6966人浏览 · 2022-07-01 19:58:12

sikadeerlu · 2022-07-01 19:58:12 发布

4.1 Adtributor根因分析原理介绍

4.2 Adtributor根因分析python代码示例

4.3 Adtributor根因分析hive实现核心代码

五、智能归因可视化

5.1 整体指标波动情况

5.2 归因分析结论

一、数据指标监控与归因目的

数据指标异常波动是产品运营以及数据分析相关岗位日常工作中较为常见的问题之一，及时监控核心指标异常波动并预警，有助于业务快速定位和发现问题（归因分析），或者捕捉业务异动信息，把握市场机会。建立完善的指标异常监控与归因方案，能够提高监控和归因的效率和准确性。本篇文章主要介绍指标异常监控和归因方案。

二、监控与归因框架

监控与归因是基于数仓建设的上层具体应用，进行指标监控需要有每日核心指标维度的数据，进行归因需要底层有待归因维度的数据建设，对底层数据进行适当的建模是监控分析的第一步。

下图是基于数仓建设的监控与归因方案框架，

三、指标监控方法与实施

3.1 指标异常监控方法

这里以APP日活指标为例，对异常归因方法进行说明

1、阈值方法

a.固定阈值法：如日活大于或者小于固定值时进行异常预警;

b.同环比阈值法：如日活环比上周同期波动大于或者小于固定百分比时进行异常预警；

2、统计方法

a.2/3倍标准差法：我们知道正态分布中，数据分布在2倍标准差内的概率是95.5%，在3倍标准差的概率内是99.7%，因此如果日活大于或小于过1个月日活均值的2倍标准差（如果数据有明显的按周波动，可按星期往前推，如目前是周五，考察前5个周五的均值和标准差，并进行对比），则可认为数据异常波动。

b.1.5倍IQR：和标准差类似，该方法是基于箱线图进行异常判断。

3、建模方法

首先对指标进行建模进行预测，基于实际值和预测值的偏离来进行异常监控，该方法会更灵活，当然所需要的时间也更多。
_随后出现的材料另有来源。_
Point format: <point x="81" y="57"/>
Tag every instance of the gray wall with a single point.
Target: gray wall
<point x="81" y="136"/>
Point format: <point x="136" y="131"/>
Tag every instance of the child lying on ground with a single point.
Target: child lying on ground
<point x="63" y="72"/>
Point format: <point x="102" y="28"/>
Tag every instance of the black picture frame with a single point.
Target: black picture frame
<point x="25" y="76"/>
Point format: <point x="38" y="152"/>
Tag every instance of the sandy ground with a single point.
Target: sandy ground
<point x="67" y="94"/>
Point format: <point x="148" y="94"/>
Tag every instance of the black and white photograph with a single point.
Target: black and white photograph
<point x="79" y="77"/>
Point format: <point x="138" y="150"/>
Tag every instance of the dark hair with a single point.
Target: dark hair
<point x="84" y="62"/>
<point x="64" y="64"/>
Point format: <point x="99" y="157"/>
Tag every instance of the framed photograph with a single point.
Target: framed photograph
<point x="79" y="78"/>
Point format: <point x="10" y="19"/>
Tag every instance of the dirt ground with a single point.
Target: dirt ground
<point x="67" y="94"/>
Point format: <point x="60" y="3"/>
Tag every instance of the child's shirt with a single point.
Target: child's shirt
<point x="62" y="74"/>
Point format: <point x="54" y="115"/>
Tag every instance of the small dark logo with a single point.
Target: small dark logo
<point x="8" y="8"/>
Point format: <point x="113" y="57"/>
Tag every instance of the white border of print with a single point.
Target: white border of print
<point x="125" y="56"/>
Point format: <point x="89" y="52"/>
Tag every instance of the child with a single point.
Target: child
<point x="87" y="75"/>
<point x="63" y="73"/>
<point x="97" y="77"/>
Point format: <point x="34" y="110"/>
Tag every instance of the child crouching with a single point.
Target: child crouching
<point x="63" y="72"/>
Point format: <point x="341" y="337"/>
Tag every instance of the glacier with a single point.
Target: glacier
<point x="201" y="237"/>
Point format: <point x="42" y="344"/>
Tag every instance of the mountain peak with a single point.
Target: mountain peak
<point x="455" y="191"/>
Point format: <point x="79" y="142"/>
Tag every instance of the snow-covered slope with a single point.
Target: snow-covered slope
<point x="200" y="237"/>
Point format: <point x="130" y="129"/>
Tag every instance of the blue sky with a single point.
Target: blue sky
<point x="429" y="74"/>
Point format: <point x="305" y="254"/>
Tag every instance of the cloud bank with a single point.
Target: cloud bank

a.时间序列法：时间序列主要有两种方法，一种效应分解法，主要参考facebook的prophet方法进行建模；另外一种是基于宽平稳时间序列统计方法预测方法ARIMA，AR代表自回归模型、I代表差分、MA代表移动平均模型，python中的statsmodel中tsa.arima_model可进行预测。

b.长短时记忆网络LSTM

3.2 梳理核心监控指标并进行异常监控

1、梳理业务核心KPI，如日活、交易量公司级别重点关注的指标

2、对核心指标进行底层数据建模（日维度汇总、日+归因维度汇总）

3、以2倍标准差为例判断是否异常：计算当前日期前N天（也可以更细的粒度当前日期如果是周三，计算前N个周三）的均值、标准差、2倍标准差的上线限分别是多少，如果当日指标在2倍标准差范围之外，则判断为异常波动，并检验监测结果是否真正异常，从而不断优化异常监控方案。

四、异常归因方法与实施

4.1 Adtributor根因分析原理介绍

a.首先计算各个维度下，各个值的 预测值占整体预测值的比例 ， 各个值的 实际值占整体预测值的比例， 利用js散度计算预测分布和实际分布的差异，js值越大，差异程度越大,js散度的计算公式如下：


b.计算某维度下某因素波动占总体波动的比例，并按降序排列
c.对差异程度进行排序，确定根因所在的维度，并给出维度内部每个元素的解释力

4.2 Adtributor根因分析python代码示例

以日活的异常波动为例进行根因分析，现有3月-5月的日活整体数据、日活按城市、机型两个维度拆解的共三份数据集，下边代码是异常监控及根因分析代码。所用数据部分链接如下(数据可能和下文有差异，不影响用来练习测试)：https://download.csdn.net/download/baidu_26137595/87177452

############ 1、数据读取 ############
# 整体日活
data = pd.read_excel('./dau.xlsx', sheet_name = '日活')
dau_app = data[data['渠道'] == 'App']

# 按城市日活
data_city = pd.read_excel('./dau.xlsx', sheet_name = '日活按城市拆分')
dau_city_app = data_city[data_city['渠道'] == 'App']

# 按机型日活
data_manu = pd.read_excel('./dau.xlsx', sheet_name = '日活按机型拆分')
dau_manu_app = data_manu[data_manu['渠道'] == 'App']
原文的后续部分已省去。